Edith Cowan University psychology lecturer Bronwyn Harman, researcher of teenage motherhood, said that in a lot of cases young girls dating older boys or men were pressured into sex.
"Girls are being pressured to adopt adult behaviour at an earlier age than previous generations and that that pressure can come from boys their own age or, in a lot of cases, from older men who are predators and bullying them into sex" Dr Harman said.
"It can also come from the premature sexualisation of girls in the media and marketing gone mad", acccording to Dr Harman.
Ms Cook added that girls who had abortions were 3.6 times more likely to abuse hard drugs and twice as likely to be binge drinkers later in life.
"Thirty nine per cent of women who had an abortion had another later in life" said Ms Cook in the interview.
The article goes on to say that opposition child protection spokeswoman Sue Ellery called on the Government to reveal its plans for improving sex education.
"This Government is big on talk but slow to act - We need to invest in better and more effective education for young children about sexual relationships.

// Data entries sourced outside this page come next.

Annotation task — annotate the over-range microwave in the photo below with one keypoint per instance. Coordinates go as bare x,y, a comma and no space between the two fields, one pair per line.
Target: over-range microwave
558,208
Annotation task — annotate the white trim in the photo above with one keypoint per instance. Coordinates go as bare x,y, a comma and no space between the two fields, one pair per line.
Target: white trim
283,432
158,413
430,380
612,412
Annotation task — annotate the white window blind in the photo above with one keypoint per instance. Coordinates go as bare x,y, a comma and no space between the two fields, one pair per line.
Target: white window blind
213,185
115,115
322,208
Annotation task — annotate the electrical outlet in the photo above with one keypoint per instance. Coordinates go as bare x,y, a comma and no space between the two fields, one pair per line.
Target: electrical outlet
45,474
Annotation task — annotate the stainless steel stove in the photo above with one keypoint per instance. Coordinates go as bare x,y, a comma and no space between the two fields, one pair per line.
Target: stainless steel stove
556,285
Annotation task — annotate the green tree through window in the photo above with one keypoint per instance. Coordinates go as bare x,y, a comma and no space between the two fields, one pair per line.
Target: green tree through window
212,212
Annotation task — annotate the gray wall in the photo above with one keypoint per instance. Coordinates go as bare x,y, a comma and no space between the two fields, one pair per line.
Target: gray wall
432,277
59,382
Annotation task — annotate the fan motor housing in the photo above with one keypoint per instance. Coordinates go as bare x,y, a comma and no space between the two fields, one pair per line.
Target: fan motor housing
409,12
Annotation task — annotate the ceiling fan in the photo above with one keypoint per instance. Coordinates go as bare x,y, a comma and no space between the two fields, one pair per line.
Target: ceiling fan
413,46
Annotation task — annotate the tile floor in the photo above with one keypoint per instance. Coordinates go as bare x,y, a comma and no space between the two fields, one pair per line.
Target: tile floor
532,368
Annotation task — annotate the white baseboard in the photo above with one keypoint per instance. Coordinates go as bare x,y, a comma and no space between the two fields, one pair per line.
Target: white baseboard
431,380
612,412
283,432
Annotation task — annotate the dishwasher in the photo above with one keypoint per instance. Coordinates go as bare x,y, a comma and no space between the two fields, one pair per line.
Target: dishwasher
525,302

We need to be a lot more pro-active in making sure that all young people know about contraception" Ms Ellery said.
Deb Garratt, CEO of Real Choices Australia, said that an investigation should be required into whether these abortion providers followed regulatory mandatory reporting guidelines for the protection of these girls.
"How many of these abortions are undertaken to protect perpetrators? How much choice did these young girls really have in deciding to have sex, or in deciding to have a termination? It is interesting that Sue Ellery, in response to this story, is concerned about young people knowing more about contraception. In cases of child abuse, which is all it can be called when 12 year olds are getting pregnant, surely contraception only serves to better hide the crime" Ms Garratt said.
"Young people have the right to an education that teaches them how to advocate for themselves in situations of such coercion. Not the same old 'safe sex' message and handing out of condoms that simply makes them feel that they are the ones abnormal if they aren't 'doing it'. The fact is, most of them are not having sex.. and we do little to resource and support them to make healthy lifestyle choices" Ms Garratt concluded.